Howland is returning to coaching after a two year stint as a TV  analyst, following his very successful run at perenial basketball pwerhouse, UCLA.

The Blog interviewed legendary MSU alumnus Nuke Gingrich to get his reaction:

Epic.  Awesome.  The wool is thick.  Who would of thought AD Scott Stricklin had such a giant nutsack, to let go of his men’s basketball coach, with 2 years left on his contract, and go after a whale like Ben Howland.  And then, to bring him in —  I’m just beside myself with excitement.  I believe I speak for the entire Bulldog Nation when I say, “Welcome to Stark Vegas, Coach Howland.  We’re glad you’re here!”

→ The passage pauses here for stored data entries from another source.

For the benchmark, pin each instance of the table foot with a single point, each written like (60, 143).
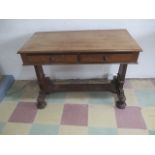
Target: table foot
(41, 103)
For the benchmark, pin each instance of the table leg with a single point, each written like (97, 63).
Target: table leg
(119, 83)
(42, 81)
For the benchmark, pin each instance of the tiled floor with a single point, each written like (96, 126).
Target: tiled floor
(91, 113)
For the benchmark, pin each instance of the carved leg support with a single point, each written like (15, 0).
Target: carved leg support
(43, 85)
(119, 83)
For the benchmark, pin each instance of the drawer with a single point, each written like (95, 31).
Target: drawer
(108, 58)
(49, 59)
(38, 59)
(64, 59)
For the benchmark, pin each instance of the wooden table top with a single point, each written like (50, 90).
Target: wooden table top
(118, 40)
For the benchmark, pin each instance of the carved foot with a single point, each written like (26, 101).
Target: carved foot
(41, 103)
(120, 104)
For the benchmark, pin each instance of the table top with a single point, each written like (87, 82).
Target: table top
(117, 40)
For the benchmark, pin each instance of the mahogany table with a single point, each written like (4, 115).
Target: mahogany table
(81, 47)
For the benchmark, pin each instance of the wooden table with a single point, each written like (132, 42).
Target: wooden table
(81, 47)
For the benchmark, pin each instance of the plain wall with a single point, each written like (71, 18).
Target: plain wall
(14, 33)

Things happened quickly this weekend in Vegas, as the Saturday announcement of the non-renewal of Rick Ray’s contract was within a few hours followed by informed rumors that Howland had emerged as the leading contender for the position.  Howland had reportedly wanted to continue his coaching career at a football oriented school.  No doubt, Howland will get his wish at MSU and the SEC.

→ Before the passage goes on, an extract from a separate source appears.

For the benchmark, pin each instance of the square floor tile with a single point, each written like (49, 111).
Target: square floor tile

Consider this quote in an article from Bill Plaschke, LA Times.

“In my mind, my next job is where I’m going to finish my career,” he says. “I want to make sure it’s the right situation where we have great success.”

In typical Howland fashion, he then tightens his jaw and makes a promise.

“I’m really fired up about getting back into it, and I hope to do it next year,” he says. “And this time around, I will do the best job I’ve ever done.”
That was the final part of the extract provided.